Is Euclidean distance meaningful for high dimensional data?
July 10, 2018 / Ask Slater
The short answer is no. At high dimensions, Euclidean distance loses pretty much all meaning.
However, it’s not something that’s the fault of Euclidean distance in particular (though there are distance metrics that work better at high dimensions than Euclidean).
The main issue is something commonly referred to as the “Curse of Dimensionality”. It’s very unintuitive, but also a common and insidious issue that will plague anything you do in a high-dimensional space.
Let’s be clear though. By “high-d” we’re talking hundreds to thousands of dimensions for a dense vector (sparse vectors are a completely different topic). Basically once you get up to high-dimensionality, pairwise distance between all of your points approaches a constant. Not zero, not infinity, but a constant.
Now, there are several important caveats here, and quite frankly the curse of dimensionality isn’t something that we understand very well outside of toy examples.
First – this pattern starts to fall away if your different dimensions are correlated. If you can do a PCA or something similar to re-project into a lower-d space with a small amount of loss, then your distance metrics are probably still meaningful, though this varies case by case.

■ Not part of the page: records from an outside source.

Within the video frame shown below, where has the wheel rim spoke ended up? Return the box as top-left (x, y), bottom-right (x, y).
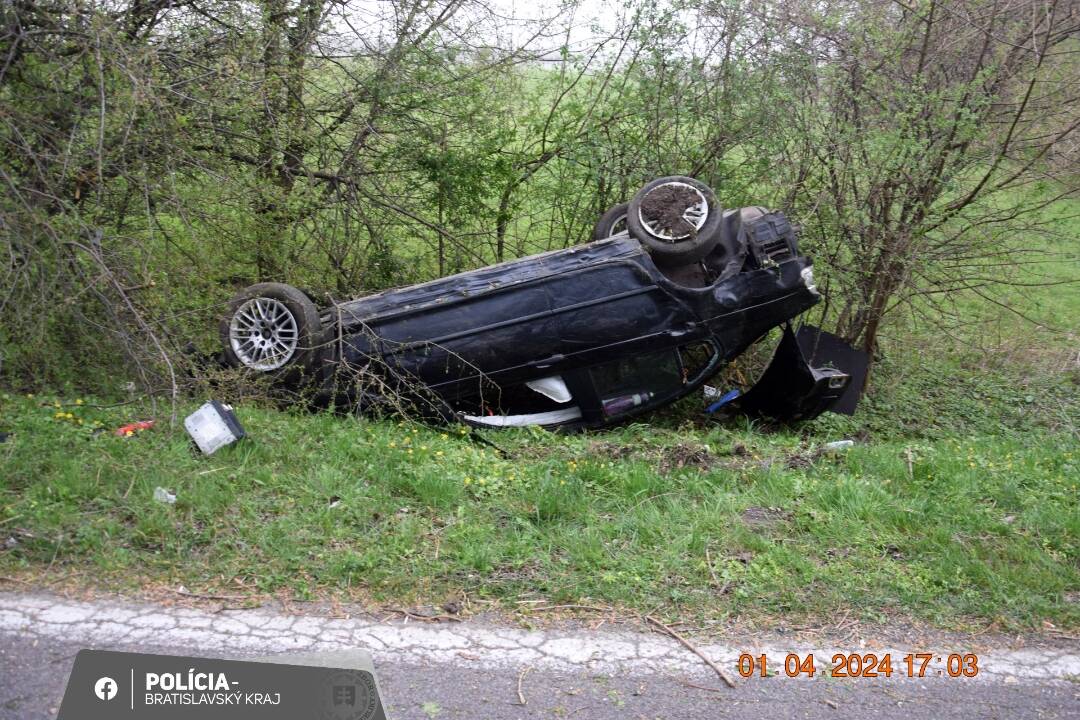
top-left (229, 298), bottom-right (300, 372)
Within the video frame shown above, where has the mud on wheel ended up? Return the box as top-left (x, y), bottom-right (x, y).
top-left (626, 175), bottom-right (723, 263)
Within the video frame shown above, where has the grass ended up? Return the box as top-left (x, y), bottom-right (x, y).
top-left (0, 349), bottom-right (1080, 629)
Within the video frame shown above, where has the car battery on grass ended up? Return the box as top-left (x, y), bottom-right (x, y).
top-left (184, 400), bottom-right (245, 454)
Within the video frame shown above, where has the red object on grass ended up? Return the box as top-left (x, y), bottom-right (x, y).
top-left (117, 420), bottom-right (153, 437)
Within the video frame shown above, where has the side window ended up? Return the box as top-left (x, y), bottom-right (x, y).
top-left (590, 350), bottom-right (683, 418)
top-left (589, 342), bottom-right (718, 418)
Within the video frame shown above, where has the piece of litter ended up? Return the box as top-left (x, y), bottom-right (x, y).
top-left (153, 486), bottom-right (176, 505)
top-left (113, 420), bottom-right (153, 437)
top-left (184, 400), bottom-right (245, 454)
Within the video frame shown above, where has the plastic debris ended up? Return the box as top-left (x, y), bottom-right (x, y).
top-left (184, 400), bottom-right (245, 454)
top-left (705, 388), bottom-right (742, 415)
top-left (113, 420), bottom-right (153, 437)
top-left (153, 486), bottom-right (176, 505)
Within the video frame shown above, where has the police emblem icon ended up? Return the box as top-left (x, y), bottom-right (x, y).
top-left (322, 670), bottom-right (379, 720)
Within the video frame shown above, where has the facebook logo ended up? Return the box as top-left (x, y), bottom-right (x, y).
top-left (94, 678), bottom-right (119, 699)
top-left (334, 685), bottom-right (356, 706)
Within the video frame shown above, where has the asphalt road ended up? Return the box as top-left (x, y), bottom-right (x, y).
top-left (0, 594), bottom-right (1080, 720)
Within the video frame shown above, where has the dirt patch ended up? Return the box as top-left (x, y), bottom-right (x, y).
top-left (657, 444), bottom-right (716, 474)
top-left (741, 506), bottom-right (794, 528)
top-left (642, 185), bottom-right (701, 237)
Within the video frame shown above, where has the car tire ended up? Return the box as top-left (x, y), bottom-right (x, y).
top-left (593, 203), bottom-right (630, 240)
top-left (218, 283), bottom-right (323, 379)
top-left (626, 175), bottom-right (724, 264)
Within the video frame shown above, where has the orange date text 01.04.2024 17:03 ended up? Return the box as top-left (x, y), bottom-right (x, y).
top-left (738, 652), bottom-right (978, 678)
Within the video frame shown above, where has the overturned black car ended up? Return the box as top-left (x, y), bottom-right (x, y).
top-left (220, 176), bottom-right (851, 429)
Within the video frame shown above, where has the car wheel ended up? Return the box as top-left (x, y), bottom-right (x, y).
top-left (626, 175), bottom-right (724, 264)
top-left (593, 203), bottom-right (630, 240)
top-left (219, 283), bottom-right (322, 373)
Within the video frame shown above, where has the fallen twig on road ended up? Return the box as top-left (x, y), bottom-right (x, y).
top-left (516, 667), bottom-right (532, 705)
top-left (645, 615), bottom-right (735, 688)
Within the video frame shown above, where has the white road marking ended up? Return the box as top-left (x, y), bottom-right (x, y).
top-left (0, 593), bottom-right (1080, 682)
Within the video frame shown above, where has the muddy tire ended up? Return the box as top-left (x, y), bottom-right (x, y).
top-left (218, 283), bottom-right (323, 379)
top-left (626, 175), bottom-right (724, 264)
top-left (593, 203), bottom-right (630, 240)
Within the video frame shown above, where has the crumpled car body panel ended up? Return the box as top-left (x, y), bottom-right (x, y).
top-left (322, 226), bottom-right (819, 427)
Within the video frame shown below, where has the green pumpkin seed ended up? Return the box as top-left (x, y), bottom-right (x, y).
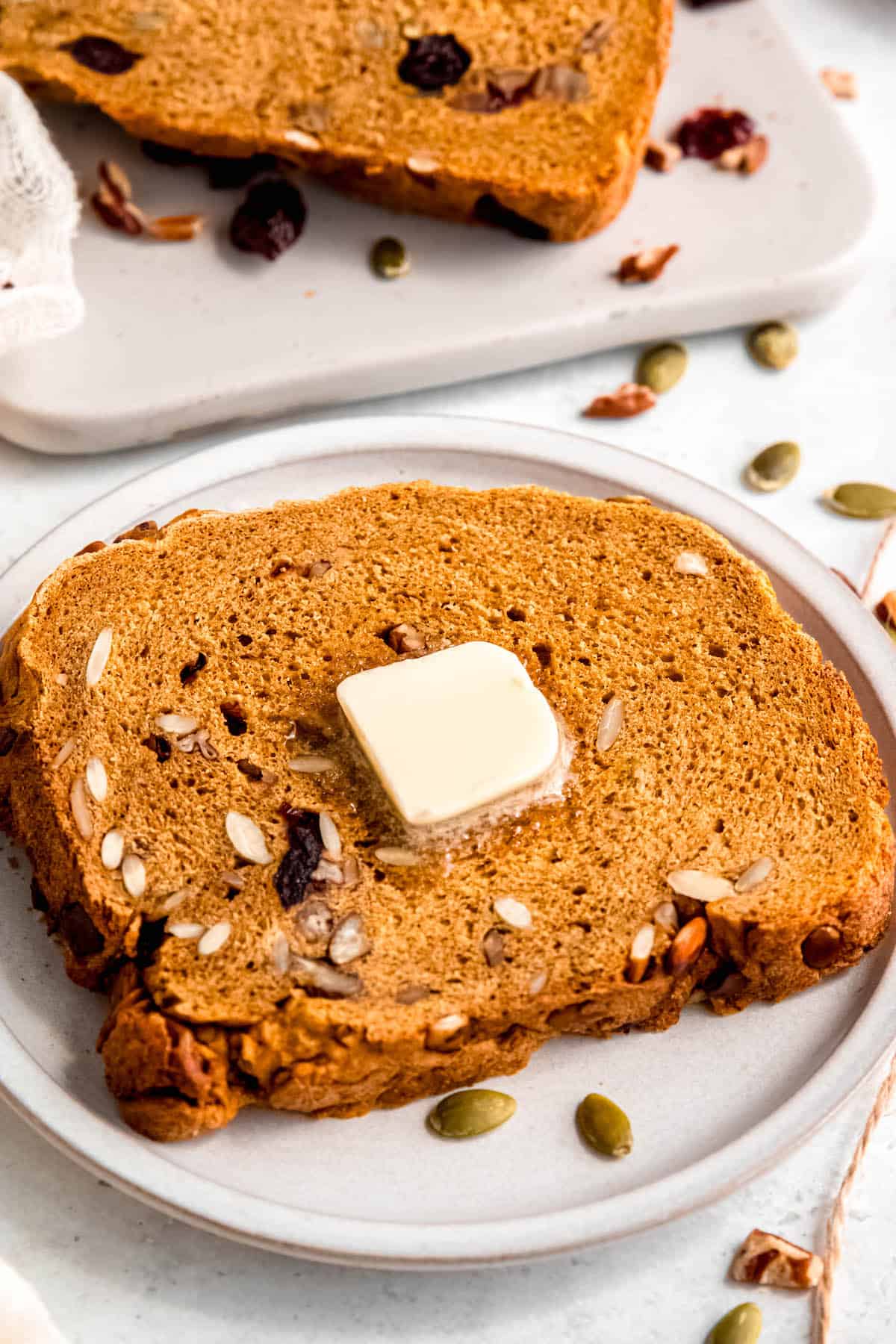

Second – this isn’t something as easy as “just use this other distance metric”. The critical problem here is sparsity, and the value of any distance metric at high-d. In a k-nn scenario it’s usually still the case that the relative distances between points have meaning, but just that the absolute distance have much less of it. A lot of modern manifold layout algorithms attempt to circumvent this problem by throwing out the distance and instead only considering narrow “neighborhoods” of nearest neighbors, though many approximate nearest neighbors solutions (such as barnes hut) become very ineffective at high-d. This is largely because the assumptions around the efficacy of linear sub-division of the underlying space fall away.
To address the second point there are interesting techniques like voronoi clustering that help to mitigate some of these issues.
In general it depends a lot on the use case, but if you’re using Euclidean distance in a space that has hundreds or thousands of independent variables, you should get very paranoid about your assumptions very quickly.